Many families will find themselves paying more when their credit card bill comes in the mail. One of the major effects of credit rating downgrade is that interest rates are going to rise. If your credit isn’t great, you may have noticed that the interest rate for a home or a car is more. Now the US consumer, being considered a higher risk, is going to have to pay more interest on their credit cards.

More of the family’s budget will go to paying the minimum balance on the credit cards. Some who were working towards paying them off and adding to the principal may need to stop in order to just make the monthly minimums. For a family living paycheck to paycheck, this can be huge. It might mean cutting other parts of the budget in order to try to meet these payments and not lose out on their own credit rating.

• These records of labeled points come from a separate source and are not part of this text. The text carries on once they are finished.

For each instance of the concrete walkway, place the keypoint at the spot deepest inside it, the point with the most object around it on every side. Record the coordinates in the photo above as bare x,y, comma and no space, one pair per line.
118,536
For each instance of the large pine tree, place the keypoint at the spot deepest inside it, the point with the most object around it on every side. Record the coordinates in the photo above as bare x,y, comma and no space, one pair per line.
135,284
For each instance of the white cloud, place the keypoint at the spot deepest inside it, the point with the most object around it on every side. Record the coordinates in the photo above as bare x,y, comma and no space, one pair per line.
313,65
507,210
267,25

One of the first things that families and individuals tend to cut in a family budget is savings. Who has the money to purchase fixed rate bonds when you can’t even make the payments for things like your credit card, your electricity or your car?

People tend to look at all the things that they spend in a month and start cutting things considered to be luxuries. In this case, savings accounts don’t put food on the table and don’t require a deposit, so they are one of the first things to go.

Unfortunately, unsure times are one of the best times to save. If you don’t know what is around the corner, you want to have enough cash set aside in case things get worse, or you notice that there is less money coming in or more money going out. If you just keep money at home or stop saving all together, you miss out on the opportunity for your money to work for you.

Savings accounts, IRAs and fixed rate bonds let your money work for you. When you place money in these accounts, you earn interest without really needing to do anything. When times are unsure, this is one way that you can give your money a limited amount of security and expect that it will be able to do good things for your overall financial situation.

While times may come which force you to cut back on your savings and investing, don’t give it up all together. Even if you can only deposit in small amounts, keep making those deposits.

There is a way to keep moving in the right direction in spite of the credit rating drop in the United States. Take the time to tighten the belt and make cuts in your spending where you can. Figure out where your money goes every month.

If there are places that you can make cuts or reduce the amount of money that leaves your home, you will be in better shape. Instead of giving up on savings accounts and fixed rate bonds, consider skipping eating out or some forms of entertainment that could be costly.

Your minimum payment and interest rates on credit cards are going to go up. Because of this, use it as a motivation to get the balances paid off as quickly as possible. If you don’t already have a plan, come up with a way to get the balance paid down so that you no longer own money to the credit card companies. Then you can work to learn how to manage your credit responsibly.

Things will turn around eventually. Over time, credit ratings will realign and economies will once again feel an upturn. When that comes, you will have learned so many valuable lessons that will help you to be a better consumer and a person who continues to strive despite a down turn in the economy.

As you look around, you probably can see that there is a lot of worry and uncertainty in the future. Now, more than ever, it is more important for you to take a look at the way that you spend and save. Look at your investments and make sure that you have made the best decisions possible for your money. Things may get a little worse before they get better, but things almost always rebound. There is just no guarantee of when, or how, it will happen.